Jacques Moliner

Personal information
- Full name: Jacques Moliner
- Born: 29 January 1967 (age 59) France

Playing information
Club
| Years | Team | Pld | T | G | FG | P |
| 19??–19?? | FC Lézignan XIII |  |  |  |  | 0 |
| 19??–1987 | XIII Catalan |  |  |  |  |  |
| 1987–1987 | Penrith Panthers | 1 | 0 | 0 | 0 |  |
| 19??–19?? | Pamiers XIII |  |  |  |  |  |
|  | Total | 1 | 0 | 0 | 0 | 0 |
Representative
| Years | Team | Pld | T | G | FG | P |
| 1987–91 | France | 12 | 1 | 0 | 0 | 3 |
- Source:

= Jacques Moliner =

Former France international rugby league footballer

Jacques Moliner (born 24 January 1967), is a French former professional rugby league footballer who played in the 1980s.
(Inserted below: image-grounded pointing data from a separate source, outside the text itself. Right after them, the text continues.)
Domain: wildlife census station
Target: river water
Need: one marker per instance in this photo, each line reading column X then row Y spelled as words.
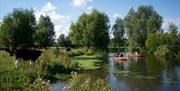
column 137, row 74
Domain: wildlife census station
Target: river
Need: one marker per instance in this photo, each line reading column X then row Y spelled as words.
column 137, row 74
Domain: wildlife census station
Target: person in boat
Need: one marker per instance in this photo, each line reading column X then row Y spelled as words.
column 136, row 53
column 121, row 55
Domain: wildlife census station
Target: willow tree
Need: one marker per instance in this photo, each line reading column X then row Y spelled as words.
column 140, row 24
column 118, row 32
column 17, row 28
column 91, row 30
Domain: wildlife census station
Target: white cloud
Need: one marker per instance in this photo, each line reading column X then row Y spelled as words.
column 117, row 15
column 79, row 3
column 61, row 22
column 167, row 21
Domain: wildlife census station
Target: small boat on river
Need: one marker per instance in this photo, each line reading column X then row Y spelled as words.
column 120, row 57
column 136, row 54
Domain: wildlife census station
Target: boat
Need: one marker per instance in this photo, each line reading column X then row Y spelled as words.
column 137, row 55
column 121, row 58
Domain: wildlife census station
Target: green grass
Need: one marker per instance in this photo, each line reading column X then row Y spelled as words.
column 87, row 64
column 86, row 57
column 6, row 62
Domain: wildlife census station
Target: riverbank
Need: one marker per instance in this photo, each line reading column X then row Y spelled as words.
column 51, row 66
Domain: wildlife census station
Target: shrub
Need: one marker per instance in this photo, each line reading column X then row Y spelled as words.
column 163, row 51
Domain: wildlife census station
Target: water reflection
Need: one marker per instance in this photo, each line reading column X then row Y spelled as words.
column 144, row 74
column 137, row 74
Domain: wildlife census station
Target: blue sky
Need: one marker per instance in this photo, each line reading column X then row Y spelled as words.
column 63, row 12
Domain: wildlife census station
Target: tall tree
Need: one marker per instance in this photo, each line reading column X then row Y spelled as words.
column 17, row 29
column 91, row 30
column 173, row 29
column 118, row 32
column 142, row 23
column 61, row 40
column 45, row 34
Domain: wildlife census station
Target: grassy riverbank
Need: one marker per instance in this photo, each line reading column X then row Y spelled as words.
column 52, row 65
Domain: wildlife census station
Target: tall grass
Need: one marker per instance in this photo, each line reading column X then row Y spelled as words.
column 36, row 76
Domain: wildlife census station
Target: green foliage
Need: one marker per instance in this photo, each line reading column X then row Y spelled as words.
column 152, row 42
column 163, row 51
column 91, row 30
column 64, row 41
column 118, row 32
column 17, row 29
column 172, row 29
column 61, row 40
column 140, row 24
column 86, row 83
column 41, row 37
column 33, row 77
column 164, row 44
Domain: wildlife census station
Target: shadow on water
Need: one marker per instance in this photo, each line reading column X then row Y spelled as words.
column 144, row 74
column 137, row 74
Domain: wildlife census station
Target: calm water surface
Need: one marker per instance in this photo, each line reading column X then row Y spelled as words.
column 137, row 74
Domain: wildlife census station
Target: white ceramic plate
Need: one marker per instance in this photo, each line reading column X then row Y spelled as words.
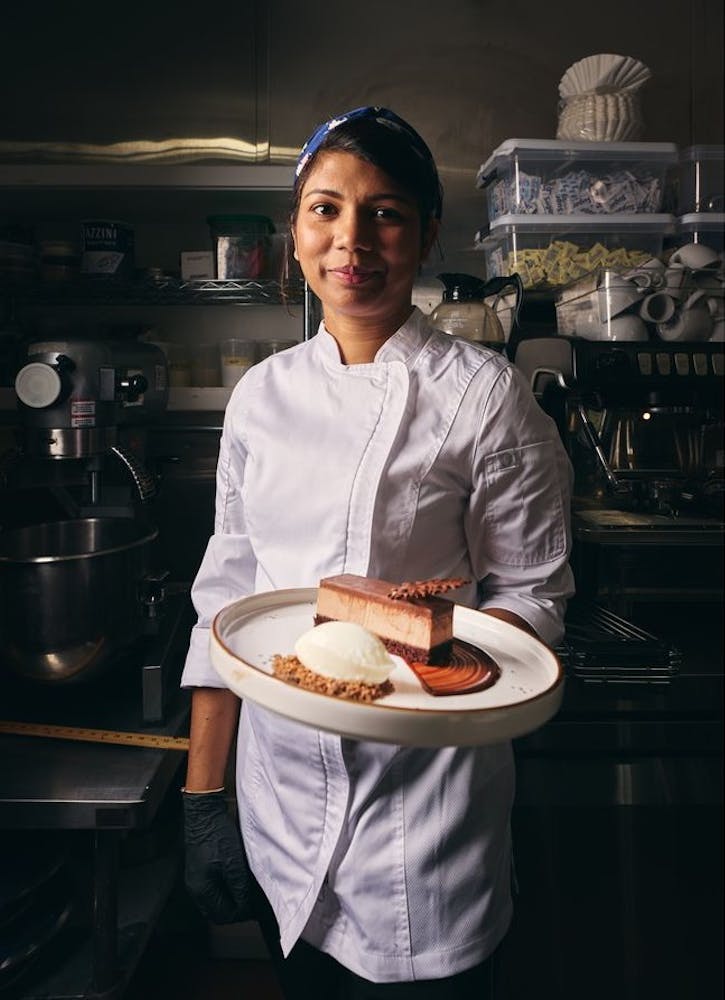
column 247, row 634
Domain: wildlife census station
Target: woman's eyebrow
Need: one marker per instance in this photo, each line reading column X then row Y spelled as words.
column 332, row 193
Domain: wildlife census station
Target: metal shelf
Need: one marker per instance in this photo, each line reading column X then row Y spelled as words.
column 164, row 292
column 240, row 177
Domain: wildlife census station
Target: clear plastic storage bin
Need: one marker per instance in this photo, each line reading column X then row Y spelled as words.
column 707, row 228
column 557, row 177
column 550, row 251
column 701, row 179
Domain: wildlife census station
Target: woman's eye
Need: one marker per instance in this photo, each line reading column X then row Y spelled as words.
column 390, row 214
column 323, row 209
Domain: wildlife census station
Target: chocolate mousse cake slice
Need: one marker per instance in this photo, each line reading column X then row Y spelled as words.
column 410, row 619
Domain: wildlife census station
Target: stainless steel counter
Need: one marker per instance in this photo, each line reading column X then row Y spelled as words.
column 98, row 798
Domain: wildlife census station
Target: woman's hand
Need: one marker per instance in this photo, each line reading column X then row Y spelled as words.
column 216, row 871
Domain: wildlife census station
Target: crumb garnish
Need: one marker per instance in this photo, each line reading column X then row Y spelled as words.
column 419, row 589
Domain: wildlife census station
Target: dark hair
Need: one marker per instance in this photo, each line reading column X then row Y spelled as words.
column 390, row 150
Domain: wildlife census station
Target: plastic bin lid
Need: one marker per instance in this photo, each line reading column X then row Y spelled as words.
column 563, row 149
column 236, row 223
column 702, row 220
column 639, row 221
column 703, row 153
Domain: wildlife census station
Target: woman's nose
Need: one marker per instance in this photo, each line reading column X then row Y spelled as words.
column 354, row 231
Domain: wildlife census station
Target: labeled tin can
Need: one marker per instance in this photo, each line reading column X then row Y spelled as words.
column 107, row 248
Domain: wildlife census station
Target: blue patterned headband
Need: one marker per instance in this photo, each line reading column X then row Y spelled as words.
column 383, row 116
His lone appearance was for the Penrith Panthers in 1987. His son Cyril plays for the St. Gaudens Bears. He made his first steps in rugby league in Vernajoul, which also produced names such as Claude Sirvent, Lilian Hébert and Christophe Moly.
He was the first French player to play rugby league in Australia.